From Bobby Brown to Elijah Clark: An Intensive Cultural Resources Survey of an 8,250 Acre Timber Harvest Area, Thurmond Lake, Elbert, Lincoln, & Wilkes Counties, Georgia

Report Number
1957
Year of Publication
1997
Abstract

Under a continuing services contract with the U.S. Army Corps of Engineers, Savannah District (COE), Panamerican Consultants, Inc. conducted an intensive cultural resources survey of 3,338.7 ha (8,250 a.) of proposed timber harvest lands owned or managed by the COE along upper Thurmond Lake (formerly Clarks Hill Reservoir) in Elbert, Lincoln, and Wilkes Counties, Georgia. This lower Piedmont locality is part of the upper Savannah River Basin and includes the mouths of a number of significant perennial tributaries, including the Broad River, Coody Creek, Newford Creek, Pistol Creek, and Murry Creek. The principal result of these investigations was the documentation of 446 newly recorded archaeological sites and the revisitation and documentation of 12 previously recorded sites.

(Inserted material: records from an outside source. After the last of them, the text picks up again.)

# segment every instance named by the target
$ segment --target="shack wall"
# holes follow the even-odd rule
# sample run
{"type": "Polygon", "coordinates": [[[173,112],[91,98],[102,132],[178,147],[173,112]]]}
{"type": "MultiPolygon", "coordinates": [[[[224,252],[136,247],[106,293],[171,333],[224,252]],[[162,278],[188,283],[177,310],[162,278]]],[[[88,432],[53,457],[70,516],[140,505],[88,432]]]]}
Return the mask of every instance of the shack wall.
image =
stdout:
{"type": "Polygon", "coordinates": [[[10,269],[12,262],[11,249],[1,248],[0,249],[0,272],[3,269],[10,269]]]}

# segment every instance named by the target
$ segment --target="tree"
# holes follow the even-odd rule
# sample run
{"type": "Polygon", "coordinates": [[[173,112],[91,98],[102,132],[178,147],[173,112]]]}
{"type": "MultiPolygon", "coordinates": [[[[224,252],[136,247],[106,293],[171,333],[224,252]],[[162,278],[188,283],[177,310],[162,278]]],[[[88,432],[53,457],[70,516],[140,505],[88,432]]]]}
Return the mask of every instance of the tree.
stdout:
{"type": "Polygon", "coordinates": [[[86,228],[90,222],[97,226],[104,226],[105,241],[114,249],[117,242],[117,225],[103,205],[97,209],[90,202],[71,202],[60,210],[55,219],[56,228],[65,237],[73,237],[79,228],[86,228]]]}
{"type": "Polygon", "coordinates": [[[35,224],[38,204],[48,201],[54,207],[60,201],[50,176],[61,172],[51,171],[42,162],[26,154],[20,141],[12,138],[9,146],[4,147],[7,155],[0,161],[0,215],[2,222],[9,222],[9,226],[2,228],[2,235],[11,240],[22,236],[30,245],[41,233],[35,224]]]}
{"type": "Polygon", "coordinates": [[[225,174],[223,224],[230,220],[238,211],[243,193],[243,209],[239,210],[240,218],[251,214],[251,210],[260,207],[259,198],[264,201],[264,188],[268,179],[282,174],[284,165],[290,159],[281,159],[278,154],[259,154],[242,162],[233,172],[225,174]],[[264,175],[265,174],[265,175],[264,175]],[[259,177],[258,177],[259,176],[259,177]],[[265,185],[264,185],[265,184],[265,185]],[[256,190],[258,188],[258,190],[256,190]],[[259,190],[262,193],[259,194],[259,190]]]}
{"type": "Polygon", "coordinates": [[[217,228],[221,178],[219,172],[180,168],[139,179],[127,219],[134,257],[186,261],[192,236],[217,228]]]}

Sixty-one sites within this suite are recommended as potentially eligible for NRHP nomination, one site's status is unknown because it is submerged, and the remaining 396 sites and isolated finds are recommended as ineligible. A continuous sequence of components was documented spanning virtually the entire record of human occupation in the Savannah Basin, from Late Paleomdian Dalton to the abandonment of the study area in the 1950s. The study generated an impressive prehistoric assemblage containing over 5,300 artifacts, including 132 typed projectiles, several soapstone and ceremonial artifacts, and numerous ceramics, in addition to over 1,900 historic artifacts.